Gül, Türkiye’nin karşılaştığı hukuki meselelerin evrensel normlara uygun olarak ele alınması gerektiğini belirtti. Bu bağlamda, geçmişte yapılan hukuki reformları hatırlatarak, mevcut sorunların ileride daha büyük yükler oluşturmasını önlemek için adımlar atılması gerektiğini vurguladı. Uzun vadeli stratejik düşünmenin önemini kaydetti ve iktidar-muhalefet gerginliğinin sürdürülebilir olmadığını açıkladı.

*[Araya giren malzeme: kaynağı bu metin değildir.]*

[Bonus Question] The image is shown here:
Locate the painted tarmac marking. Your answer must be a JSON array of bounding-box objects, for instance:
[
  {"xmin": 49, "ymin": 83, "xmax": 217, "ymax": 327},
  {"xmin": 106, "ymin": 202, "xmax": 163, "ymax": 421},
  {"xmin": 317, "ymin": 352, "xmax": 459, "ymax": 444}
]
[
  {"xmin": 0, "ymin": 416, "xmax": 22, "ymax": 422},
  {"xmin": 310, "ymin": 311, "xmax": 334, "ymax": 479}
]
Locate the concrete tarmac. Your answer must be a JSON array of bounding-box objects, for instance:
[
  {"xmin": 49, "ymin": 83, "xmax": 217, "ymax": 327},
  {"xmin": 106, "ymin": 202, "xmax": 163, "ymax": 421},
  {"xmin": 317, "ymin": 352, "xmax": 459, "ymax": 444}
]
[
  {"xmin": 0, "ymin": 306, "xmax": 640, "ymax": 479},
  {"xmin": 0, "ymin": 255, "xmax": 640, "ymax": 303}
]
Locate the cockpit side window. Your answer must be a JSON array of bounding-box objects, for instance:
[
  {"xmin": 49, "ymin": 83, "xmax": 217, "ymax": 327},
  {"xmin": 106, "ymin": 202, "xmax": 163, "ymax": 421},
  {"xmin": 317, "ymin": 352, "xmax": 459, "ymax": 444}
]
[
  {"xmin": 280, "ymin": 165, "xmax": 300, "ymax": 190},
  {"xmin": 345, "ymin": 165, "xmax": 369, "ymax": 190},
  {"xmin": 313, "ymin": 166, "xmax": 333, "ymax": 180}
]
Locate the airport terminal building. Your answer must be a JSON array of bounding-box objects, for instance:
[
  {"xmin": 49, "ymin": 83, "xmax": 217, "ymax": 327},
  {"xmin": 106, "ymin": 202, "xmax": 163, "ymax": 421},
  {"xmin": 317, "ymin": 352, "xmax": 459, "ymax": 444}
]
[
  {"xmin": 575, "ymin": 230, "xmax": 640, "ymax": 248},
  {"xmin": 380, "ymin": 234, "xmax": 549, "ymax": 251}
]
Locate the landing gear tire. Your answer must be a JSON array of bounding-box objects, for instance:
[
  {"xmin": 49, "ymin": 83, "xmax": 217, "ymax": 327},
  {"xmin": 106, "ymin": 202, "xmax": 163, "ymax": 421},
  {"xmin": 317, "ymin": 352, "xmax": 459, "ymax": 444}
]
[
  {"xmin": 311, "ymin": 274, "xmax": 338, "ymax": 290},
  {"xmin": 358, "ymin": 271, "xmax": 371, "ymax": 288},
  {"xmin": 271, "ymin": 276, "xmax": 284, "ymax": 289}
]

Tüm bu süreçler içerisinde, Türkiye’nin demokratik değerlerinin öne çıkarılması ve hukukun üstünlüğünün sağlanması gerektiğini ifade eden Gül, siyasi ve ekonomik reformların gerçekleştirilmesi ile rüşvet, şeffaflık gibi sorunların üstesinden gelinebileceğini belirtti. Tüm bu olguların ışığında, Türkiye’nin demokratik bir yapı içinde daha ileriye gitmesi gerektiğini hatırlatarak, kutuplaşmanın bu dönemde fayda sağlamayacağını dile getirdi.

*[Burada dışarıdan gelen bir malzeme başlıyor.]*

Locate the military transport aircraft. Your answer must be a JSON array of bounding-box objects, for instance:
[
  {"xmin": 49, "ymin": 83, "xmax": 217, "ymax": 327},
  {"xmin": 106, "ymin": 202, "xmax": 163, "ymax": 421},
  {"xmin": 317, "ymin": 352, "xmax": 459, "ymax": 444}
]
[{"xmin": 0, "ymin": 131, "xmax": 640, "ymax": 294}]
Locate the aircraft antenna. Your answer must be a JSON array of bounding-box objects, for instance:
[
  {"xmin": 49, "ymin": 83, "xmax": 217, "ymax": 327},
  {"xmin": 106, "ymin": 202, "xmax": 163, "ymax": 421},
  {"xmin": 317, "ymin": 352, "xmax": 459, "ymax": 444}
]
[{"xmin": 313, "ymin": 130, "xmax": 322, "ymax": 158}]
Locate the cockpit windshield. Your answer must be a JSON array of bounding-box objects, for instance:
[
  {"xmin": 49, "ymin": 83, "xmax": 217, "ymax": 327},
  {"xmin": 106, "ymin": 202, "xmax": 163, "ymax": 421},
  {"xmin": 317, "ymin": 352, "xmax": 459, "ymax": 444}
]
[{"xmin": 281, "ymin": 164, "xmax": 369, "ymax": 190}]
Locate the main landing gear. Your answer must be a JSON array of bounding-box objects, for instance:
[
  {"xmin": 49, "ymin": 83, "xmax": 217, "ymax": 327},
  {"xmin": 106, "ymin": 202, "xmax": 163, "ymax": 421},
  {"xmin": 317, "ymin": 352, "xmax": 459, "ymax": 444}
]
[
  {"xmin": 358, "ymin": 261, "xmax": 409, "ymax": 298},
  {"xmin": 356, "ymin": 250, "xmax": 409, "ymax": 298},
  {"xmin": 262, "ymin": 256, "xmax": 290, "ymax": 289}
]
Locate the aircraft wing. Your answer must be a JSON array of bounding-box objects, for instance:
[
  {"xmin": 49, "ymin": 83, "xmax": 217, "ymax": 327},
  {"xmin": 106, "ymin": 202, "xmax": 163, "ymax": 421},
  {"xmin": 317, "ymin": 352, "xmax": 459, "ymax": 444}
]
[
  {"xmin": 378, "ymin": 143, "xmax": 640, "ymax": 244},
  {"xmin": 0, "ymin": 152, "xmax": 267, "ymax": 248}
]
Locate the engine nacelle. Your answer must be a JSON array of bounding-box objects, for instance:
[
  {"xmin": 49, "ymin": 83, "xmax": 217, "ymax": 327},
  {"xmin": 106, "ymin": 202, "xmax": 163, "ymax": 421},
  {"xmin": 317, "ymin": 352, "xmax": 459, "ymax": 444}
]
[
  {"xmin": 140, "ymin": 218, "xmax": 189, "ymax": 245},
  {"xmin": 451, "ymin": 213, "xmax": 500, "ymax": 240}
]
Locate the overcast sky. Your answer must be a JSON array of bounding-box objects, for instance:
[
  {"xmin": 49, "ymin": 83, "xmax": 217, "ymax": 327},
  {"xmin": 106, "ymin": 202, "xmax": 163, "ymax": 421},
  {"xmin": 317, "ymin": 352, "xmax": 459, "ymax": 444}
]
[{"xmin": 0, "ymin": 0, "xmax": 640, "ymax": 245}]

Sonuç Olarak Türkiye’nin Geleceği

Abdullah Gül, hukukun üstünlüğünün ve demokratik değerlerin gözetilmesi gerektiğinin altını çizerken, tüm bu konuların Türkiye'nin geleceği açısından hayati önemde olduğunu belirtti. Demokratik süreçlerin sağlıklı işlemesi ve toplumda güvenin tesis edilmesi gerektiğini söyleyerek, bu şekilde tüm kesimlerin yararına olacak bir ortam yaratılabileceğini ifade etti. Unutulmaması gerekenin, sadece iç meselelerde değil, uluslararası arenada da Türkiye’nin güçlü bir konumda olması için çalışmaların sürdürülmesi gerektiği olduğunu ekledi.